Winterhoff und Bueb haben aber einen zusätzlichen Fehler, an dem sie erkennen können, dass hier nicht geforscht wurde, sondern die eigenen Biographie aufgearbeitet. Beide hatten keinen Erfolg. Winterhoff wird von vielen seiner Patienten als Monster betrachtet. Ich habe ehemalige Patienten von ihm Drohungen ausstoßen hören (selbst heute, wo sie erwachsen sind). Bueb hat als Reformpädagoge gestartet und ist dann 100 Jahre zurückgegangen. Weil er keinen Erfolg hatte. Bueb ist ein Versager und hat sein Versagen zur Doktrin erklärt.

Weder Bueb noch Winterhoff werden in irgendwelchen relevanten Fachbüchern zitiert.

Diesen Test kann man sehr einfach überprüfen. Sie holen sich ein relevantes Fachbuch und schauen in die Bibliographie am Ende, steht ihr Lieblingsautor dort, dann ist es gut. Steht er nicht dort, dann fangen Sie an zu zweifeln.

-Am Ende müssen Sie sich selber trauen.

Bringt dieser Forscher irgendeine Verbesserung für mein Leben?

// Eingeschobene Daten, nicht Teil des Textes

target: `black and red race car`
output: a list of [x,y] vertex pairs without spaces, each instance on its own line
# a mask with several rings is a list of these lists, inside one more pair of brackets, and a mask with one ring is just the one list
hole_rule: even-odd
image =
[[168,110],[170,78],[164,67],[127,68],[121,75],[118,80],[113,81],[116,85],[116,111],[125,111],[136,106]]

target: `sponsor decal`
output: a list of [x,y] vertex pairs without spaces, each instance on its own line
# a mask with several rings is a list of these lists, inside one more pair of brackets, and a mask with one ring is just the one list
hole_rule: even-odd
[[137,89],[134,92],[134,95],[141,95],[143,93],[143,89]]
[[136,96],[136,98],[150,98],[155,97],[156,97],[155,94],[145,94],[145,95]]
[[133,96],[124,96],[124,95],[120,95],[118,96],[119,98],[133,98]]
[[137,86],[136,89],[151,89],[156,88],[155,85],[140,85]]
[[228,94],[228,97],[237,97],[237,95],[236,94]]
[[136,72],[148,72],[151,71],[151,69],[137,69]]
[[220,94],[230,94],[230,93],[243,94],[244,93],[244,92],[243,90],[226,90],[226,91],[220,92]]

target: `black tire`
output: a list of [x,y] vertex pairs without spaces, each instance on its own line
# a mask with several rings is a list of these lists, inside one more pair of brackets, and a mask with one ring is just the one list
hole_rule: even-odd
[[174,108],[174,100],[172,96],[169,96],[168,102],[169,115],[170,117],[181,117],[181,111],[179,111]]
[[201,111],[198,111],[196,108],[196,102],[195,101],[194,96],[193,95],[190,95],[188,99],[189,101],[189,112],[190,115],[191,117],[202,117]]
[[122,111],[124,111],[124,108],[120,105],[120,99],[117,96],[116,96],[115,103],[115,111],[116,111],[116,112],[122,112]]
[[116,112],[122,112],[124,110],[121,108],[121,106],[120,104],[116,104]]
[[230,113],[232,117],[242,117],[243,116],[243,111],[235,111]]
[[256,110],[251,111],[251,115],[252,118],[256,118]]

Verstehe ich durch ihn die Welt besser?

Sie müssen bereit sein ihre Meinung zu revidieren, sobald eine bessere Option ihr Wissen anreichern kann.

Tabuthemen als Kriterium?

Oft wird gesagt: Jemand, der Hitler oder Stalin Vergleiche zieht, der argumentiert unsachlich. Das ist aber zu einfach gedacht.

Prüfen Sie bei solchen Vergleichen, will jemand damit etwas präzisieren, oder will er den anderen nur mobben (also gesellschaftlich unmöglich machen). Prüfen sie aber auch, ob er nicht jemand anders als Vergleich hätte heranziehen können, aber bewusst die negativen Assoziationen dieses Vergleichs nützt (also unfair manipulieren will).

Auch der Sektenvergleich fällt in diese Kategorie.